Speech Development and Toddler Talk
Because the age at which children master speech sounds may vary by as much as two years, it is not uncommon for parents to become frustrated and upset when they see their child struggling with something that comes so naturally for many children. The best support you can offer starts with knowing which speech behaviors are normal at a particular age, which aren’t and how you can help your child learn to speak clearly.
Reasons Language Skills May Be Delayed
Research has shown a home environment that provides lots of stimulation and interaction between a parent and a child can enhance a young child’s learning. In contrast, if a child doesn’t hear stories read aloud, or the people in her environment don’t acknowledge her or respond when she speaks, the development of speech and language skills may be delayed.

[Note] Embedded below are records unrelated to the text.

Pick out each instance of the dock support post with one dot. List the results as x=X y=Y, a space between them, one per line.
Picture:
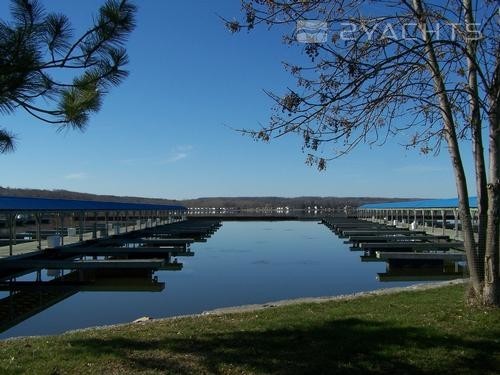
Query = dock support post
x=11 y=232
x=94 y=228
x=38 y=222
x=82 y=223
x=432 y=221
x=61 y=227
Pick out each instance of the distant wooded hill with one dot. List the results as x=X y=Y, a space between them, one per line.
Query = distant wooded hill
x=229 y=202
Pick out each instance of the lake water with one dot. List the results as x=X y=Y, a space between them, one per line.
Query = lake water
x=242 y=263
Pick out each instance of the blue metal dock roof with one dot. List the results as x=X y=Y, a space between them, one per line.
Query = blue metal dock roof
x=428 y=203
x=49 y=204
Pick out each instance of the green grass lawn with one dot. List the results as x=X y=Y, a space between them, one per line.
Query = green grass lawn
x=430 y=332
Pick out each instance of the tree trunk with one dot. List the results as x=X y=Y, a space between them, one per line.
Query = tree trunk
x=454 y=151
x=477 y=138
x=492 y=254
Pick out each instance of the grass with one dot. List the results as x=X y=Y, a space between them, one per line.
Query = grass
x=424 y=332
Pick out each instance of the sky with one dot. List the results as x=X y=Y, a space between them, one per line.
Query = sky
x=167 y=131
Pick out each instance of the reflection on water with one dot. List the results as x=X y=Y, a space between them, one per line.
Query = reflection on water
x=242 y=263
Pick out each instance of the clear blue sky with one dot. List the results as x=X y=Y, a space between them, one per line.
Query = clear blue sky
x=164 y=132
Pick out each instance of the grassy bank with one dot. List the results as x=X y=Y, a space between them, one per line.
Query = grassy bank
x=411 y=332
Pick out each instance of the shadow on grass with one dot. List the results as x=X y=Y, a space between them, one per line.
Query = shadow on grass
x=339 y=346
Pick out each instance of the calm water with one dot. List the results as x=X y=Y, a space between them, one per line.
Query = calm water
x=242 y=263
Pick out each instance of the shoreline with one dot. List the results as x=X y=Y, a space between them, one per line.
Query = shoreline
x=261 y=306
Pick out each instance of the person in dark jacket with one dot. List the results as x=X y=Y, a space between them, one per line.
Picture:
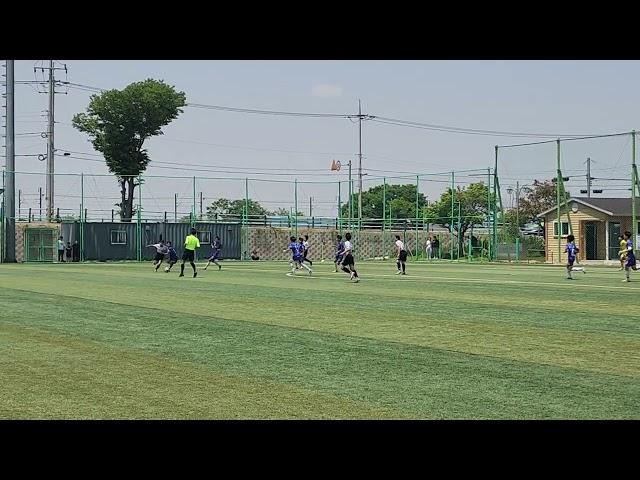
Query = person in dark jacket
x=75 y=250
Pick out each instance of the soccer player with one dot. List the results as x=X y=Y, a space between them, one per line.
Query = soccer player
x=401 y=254
x=173 y=256
x=631 y=256
x=571 y=250
x=623 y=251
x=348 y=263
x=339 y=255
x=305 y=244
x=296 y=255
x=190 y=245
x=161 y=251
x=215 y=253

If a child has a physical or mental impairment, such as a cleft palate or hearing impairment, he may not be able to speak as clearly as his other children his age. However, in most cases, a child will have good hearing perception and intellectual ability, and no signs of physical or brain problems, but will not be able to speak as clearly as his peers. Parents often feel perplexed when told their child’s difficulties may be due to immature development, rather than to a known cause.
What Parents Can Do
1. Speak clearly, naturally and, most of all, correctly.
Speaking clearly and naturally includes establishing eye contact, speaking at an easy-to-understand rate and saying sounds precisely.
2. Monitor your child for ear infections.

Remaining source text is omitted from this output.